Totally unnecessary and is not how science works.

If you make data public before analysis, labs will get scooped with their own data. No one would invest in data collection.

Often things are found or worked out during the process, which can change week to week or month to month, iteratively. Experiments don't go to plan, data is cooked and can only be used in reduced ways etc. Researchers are meant to share their raw data anyway which should prevent this sort of stuff. Basic statistical analysis on datasets usually reveals tampering.

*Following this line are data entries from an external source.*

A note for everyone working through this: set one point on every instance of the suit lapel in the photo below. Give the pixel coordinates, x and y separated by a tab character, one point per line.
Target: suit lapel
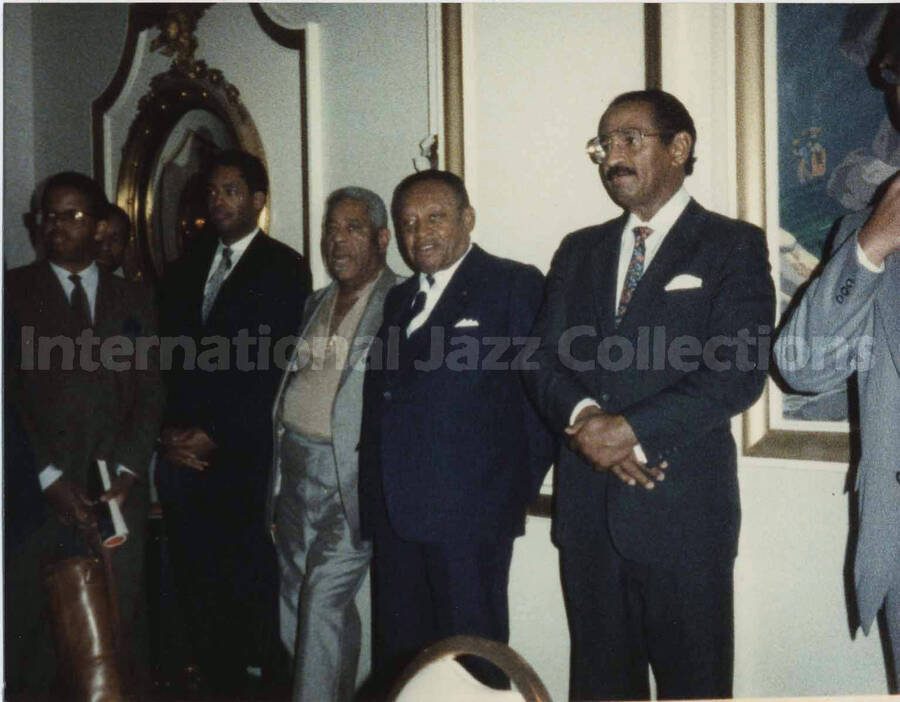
244	271
103	308
679	245
888	309
456	296
370	320
604	270
51	289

The issue is the insane academic standards and funding bodies (public grant $) which reward high volume and high 'impact' work. These incentives need re-evaluation and people should not be punished for years of low activity. Sometimes science and discovery just doesn't work the way you think it will, and that's okay. We need a system which acknowledges that which everyone in science knows.

[–] [email protected] 2 points 9 months ago* (last edited 9 months ago)

All it would do is create an audit trail of your data to keep scientists honest. You can still iterate and change course but now you’re responsible for the record (if you look at the data at some point the data at that point could be recorded as is and a log keeps track when you check the data). Why did you change course and when? Was that appropriate? The data is verified when and if you decide to review it.

How science is done has a problem, just suggesting a solution. I know that’s not how it’s done.

All the data is a matter of record. It makes sure the raw data is ACTUALLY the raw data without bias. It makes sure you’re not ignoring negative results (a huge issue). Statistical detection of cheating will never be as good as reviewing the raw data and changes over time.

As for scooping data, it’s a matter of the record now. There’s data available showing that they scooped you. Currently there’s nothing. The data doesn’t have to be public until the study is published.

I think the main barrier would be scientists and the incentives inherent in the system (career, money, prestige) that creates the cheating in the first place.

[–] [email protected] 7 points 9 months ago

Thank you for sharing. This is concerning indeed.

[–] [email protected] 6 points 9 months ago (1 children)

This is the best summary I could come up with:


Tens of thousands of bogus research papers are being published in journals in an international scandal that is worsening every year, scientists have warned.

The practice has since spread to India, Iran, Russia, former Soviet Union states and eastern Europe, with paper mills supplying ­fabricated studies to more and more journals as increasing numbers of young ­scientists try to boost their careers by claiming false research experience.

The products of paper mills often look like regular articles but are based on templates in which names of genes or diseases are slotted in at random among fictitious tables and figures.

Others are more bizarre and include research unrelated to a journal’s field, making it clear that no peer review has taken place in relation to that article.

The spokesperson added that Wiley had now identified hundreds of fraudsters present in its portfolio of journals, as well as those who had held guest editorial roles.

“We have removed them from our systems and will continue to take a proactive … approach in our efforts to clean up the scholarly record, strengthen our integrity processes and contribute to cross-industry solutions.”


The original article contains 957 words, the summary contains 186 words. Saved 81%. I'm a bot and I'm open source!

[–] [email protected] 0 points 9 months ago
[–] [email protected] 1 points 9 months ago

I'm a hobby research reader. This is sad to see. So much research is locked behind pay walls. What if the not locked away one is fake and spreading misinformation with nothing to compare it to? Sad.

[–] [email protected] -1 points 9 months ago

The image that some unserious magazines pushed the main part of the fake papers is not sattled by research as I have read long ago. Some scientometrists has checked out and find out that even many of the "small magazines" use regular peer review. Is actuall a small minority of magazines which let them be paid to publish "science spam".